Except, perhaps, in one case. Email.
I find it depressing to see thought leaders in technology and business lining up to blame email for all our problems of information overload, wasting each others time, and all-round poor communications. In the UK, we don’t have the same sort of affinity for bumper-stickers that the US has, but if I were to have one, it would probably be this variation on the old NRA favourite.
I use a lot of different communications tools – Email, Skype, Twitter, Facebook, LinkedIn, SMS, phone (yes, sometimes), and of course several enterprise social networks using BroadVision’s Clearvale. And I get spam on ALL of them. Of course, true spam of the get-rich-quick and blue-pill variety is the easiest to deal with. It’s the "friendly spam" (as described by Pehong earlier this year) that takes longest to deal with, because these are people you want to communicate with, so you have to assess each message from them.
Email is the anathema to many of the advocates of social business, although I have never really subscribed to the crusade against it. Like all the communication tools, it has its strengths and weaknesses. But ultimately, poor use of email is caused by people, not email itself.
I recently came across the Email Charter which sets out "10 Rules to Reverse the Email Spiral". They are (mostly) good rules, but I believe only one of them is unique to email.

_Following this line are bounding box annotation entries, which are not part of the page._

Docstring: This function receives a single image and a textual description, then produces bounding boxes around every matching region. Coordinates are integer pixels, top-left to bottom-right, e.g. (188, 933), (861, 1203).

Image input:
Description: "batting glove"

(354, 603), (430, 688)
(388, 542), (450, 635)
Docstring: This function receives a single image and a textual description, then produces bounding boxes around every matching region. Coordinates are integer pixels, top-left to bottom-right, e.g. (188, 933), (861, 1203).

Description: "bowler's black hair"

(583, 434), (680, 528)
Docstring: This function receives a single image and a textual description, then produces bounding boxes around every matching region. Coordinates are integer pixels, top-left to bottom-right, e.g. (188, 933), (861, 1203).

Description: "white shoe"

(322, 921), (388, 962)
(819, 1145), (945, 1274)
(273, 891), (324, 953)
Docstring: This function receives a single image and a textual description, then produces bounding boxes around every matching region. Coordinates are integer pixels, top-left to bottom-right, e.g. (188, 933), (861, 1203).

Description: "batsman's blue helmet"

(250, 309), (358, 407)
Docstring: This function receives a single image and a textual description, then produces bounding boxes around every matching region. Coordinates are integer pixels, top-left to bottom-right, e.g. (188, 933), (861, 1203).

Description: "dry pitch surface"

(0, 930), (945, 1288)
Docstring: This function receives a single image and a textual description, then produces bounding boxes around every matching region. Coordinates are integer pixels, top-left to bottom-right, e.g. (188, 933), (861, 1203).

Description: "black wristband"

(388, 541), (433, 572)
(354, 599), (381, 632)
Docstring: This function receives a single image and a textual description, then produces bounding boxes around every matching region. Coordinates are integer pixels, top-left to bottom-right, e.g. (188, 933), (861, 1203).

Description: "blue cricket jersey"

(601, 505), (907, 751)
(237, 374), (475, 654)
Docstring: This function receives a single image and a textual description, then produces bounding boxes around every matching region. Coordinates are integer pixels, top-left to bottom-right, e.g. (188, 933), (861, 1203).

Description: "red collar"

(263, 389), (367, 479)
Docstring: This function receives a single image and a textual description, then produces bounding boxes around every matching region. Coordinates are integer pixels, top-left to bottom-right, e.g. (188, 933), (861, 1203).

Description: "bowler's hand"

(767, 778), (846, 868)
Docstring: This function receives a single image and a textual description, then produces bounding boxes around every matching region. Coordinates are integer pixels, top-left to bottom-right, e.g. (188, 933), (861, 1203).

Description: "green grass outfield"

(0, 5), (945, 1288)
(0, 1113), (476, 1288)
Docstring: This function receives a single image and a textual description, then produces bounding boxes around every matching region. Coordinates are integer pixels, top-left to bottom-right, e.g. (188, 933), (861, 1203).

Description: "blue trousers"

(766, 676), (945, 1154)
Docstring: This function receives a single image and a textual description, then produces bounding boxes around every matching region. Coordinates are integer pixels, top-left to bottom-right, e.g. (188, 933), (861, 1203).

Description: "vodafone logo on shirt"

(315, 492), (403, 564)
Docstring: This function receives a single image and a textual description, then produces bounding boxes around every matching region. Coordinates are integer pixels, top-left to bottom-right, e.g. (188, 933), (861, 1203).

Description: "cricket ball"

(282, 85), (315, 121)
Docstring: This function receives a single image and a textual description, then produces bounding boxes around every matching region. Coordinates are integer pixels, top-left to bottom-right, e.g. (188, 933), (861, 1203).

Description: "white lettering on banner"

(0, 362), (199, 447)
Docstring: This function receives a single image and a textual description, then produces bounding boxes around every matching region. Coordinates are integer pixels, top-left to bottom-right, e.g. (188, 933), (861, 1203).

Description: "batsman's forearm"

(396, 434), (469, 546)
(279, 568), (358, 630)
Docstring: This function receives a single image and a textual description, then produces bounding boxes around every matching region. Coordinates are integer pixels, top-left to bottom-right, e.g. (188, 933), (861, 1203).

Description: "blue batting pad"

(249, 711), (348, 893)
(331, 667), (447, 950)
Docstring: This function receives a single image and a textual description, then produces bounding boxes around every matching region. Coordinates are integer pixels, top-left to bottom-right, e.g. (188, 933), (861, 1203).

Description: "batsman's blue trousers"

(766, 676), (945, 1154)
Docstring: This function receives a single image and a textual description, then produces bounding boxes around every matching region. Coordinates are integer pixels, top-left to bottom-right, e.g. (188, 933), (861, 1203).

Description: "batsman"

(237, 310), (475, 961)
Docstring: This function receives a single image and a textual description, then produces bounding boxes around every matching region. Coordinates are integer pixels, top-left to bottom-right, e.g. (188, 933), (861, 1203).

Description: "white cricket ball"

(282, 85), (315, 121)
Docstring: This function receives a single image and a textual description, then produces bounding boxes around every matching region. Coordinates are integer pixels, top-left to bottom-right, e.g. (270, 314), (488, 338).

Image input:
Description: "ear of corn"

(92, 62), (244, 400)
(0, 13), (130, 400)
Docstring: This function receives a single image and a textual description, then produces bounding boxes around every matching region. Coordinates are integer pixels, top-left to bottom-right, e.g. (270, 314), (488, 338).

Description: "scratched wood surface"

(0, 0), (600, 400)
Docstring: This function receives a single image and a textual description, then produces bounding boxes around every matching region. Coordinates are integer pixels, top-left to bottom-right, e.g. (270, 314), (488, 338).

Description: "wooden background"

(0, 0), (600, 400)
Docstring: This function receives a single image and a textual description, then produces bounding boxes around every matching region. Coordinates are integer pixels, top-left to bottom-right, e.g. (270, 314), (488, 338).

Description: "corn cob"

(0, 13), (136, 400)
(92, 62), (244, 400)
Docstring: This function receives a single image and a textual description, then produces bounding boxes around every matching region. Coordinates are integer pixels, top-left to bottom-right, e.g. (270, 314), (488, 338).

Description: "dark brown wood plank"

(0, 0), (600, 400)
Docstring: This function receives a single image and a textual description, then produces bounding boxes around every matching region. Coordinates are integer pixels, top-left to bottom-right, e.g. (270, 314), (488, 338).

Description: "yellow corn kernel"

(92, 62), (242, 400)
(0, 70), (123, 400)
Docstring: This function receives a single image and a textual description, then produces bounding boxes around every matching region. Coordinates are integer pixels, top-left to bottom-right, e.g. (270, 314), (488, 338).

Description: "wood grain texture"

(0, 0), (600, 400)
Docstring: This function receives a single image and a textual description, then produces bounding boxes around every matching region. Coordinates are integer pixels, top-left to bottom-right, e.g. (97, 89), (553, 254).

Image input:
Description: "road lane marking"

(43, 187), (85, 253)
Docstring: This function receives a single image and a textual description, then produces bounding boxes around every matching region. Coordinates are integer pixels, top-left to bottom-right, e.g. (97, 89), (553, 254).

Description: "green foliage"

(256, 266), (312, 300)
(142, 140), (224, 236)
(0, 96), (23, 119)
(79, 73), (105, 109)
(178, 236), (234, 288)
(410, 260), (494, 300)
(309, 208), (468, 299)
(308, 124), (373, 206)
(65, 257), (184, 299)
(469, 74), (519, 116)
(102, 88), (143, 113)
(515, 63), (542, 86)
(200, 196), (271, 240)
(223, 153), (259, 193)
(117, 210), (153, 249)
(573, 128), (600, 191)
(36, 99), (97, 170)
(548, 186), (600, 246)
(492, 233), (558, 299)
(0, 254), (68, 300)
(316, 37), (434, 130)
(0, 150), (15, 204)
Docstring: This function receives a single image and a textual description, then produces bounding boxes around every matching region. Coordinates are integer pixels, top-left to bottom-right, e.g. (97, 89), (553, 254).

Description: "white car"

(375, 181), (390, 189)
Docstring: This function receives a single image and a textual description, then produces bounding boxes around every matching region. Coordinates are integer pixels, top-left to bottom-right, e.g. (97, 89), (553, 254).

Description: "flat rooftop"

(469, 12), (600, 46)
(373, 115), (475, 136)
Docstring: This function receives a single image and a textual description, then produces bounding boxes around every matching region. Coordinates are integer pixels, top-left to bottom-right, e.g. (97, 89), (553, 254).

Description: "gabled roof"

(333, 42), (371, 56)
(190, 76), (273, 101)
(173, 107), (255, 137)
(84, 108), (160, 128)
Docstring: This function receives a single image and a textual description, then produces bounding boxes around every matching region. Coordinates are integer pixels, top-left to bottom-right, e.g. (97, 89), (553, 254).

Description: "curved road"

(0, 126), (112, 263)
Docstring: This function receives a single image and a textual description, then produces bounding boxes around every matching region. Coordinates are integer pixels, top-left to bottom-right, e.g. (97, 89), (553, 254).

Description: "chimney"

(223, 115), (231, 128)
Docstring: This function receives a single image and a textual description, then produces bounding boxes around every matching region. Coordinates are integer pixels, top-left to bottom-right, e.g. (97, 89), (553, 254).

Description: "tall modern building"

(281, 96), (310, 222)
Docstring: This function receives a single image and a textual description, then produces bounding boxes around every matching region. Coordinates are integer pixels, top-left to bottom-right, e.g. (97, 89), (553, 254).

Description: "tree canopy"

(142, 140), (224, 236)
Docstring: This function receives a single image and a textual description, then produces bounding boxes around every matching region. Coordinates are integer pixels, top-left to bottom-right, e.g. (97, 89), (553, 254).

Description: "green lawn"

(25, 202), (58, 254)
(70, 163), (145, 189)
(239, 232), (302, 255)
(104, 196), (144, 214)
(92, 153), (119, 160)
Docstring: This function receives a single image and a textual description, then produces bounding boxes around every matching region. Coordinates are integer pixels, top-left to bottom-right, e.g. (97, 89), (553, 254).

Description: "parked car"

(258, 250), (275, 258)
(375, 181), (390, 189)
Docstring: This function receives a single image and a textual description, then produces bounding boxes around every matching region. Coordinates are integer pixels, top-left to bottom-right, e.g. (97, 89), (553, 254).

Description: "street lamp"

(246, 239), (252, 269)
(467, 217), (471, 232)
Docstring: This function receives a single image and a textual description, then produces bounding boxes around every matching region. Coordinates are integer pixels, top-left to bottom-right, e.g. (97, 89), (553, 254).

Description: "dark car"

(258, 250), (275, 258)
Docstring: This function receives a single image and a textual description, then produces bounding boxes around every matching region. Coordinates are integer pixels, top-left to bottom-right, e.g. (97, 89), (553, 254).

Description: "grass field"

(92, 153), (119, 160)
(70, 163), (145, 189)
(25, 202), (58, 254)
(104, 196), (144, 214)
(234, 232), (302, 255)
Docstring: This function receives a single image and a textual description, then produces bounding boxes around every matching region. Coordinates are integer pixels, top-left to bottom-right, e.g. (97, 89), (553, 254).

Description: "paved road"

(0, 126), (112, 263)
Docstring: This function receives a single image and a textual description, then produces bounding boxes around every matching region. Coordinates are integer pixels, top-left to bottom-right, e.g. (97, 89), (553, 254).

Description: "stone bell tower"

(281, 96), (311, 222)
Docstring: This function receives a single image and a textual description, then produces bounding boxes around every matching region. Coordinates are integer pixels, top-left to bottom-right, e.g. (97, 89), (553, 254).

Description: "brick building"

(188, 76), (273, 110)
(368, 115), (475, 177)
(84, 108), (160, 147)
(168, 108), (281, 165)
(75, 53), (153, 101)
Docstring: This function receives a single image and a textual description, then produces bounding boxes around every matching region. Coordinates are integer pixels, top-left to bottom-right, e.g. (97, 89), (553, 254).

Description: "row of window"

So, to everyone who describes email as "the bane of my life", I would suggest that poor communication is the bane of your life. It is absolutely true that moving to an enterprise social network gives organisations the opportunity improve their communication, but if they take their bad habits with them, they will simply face the same problems they had before. Buying an exercise bike doesn’t make you lose weight – but understanding how to use it to exercise effectively does.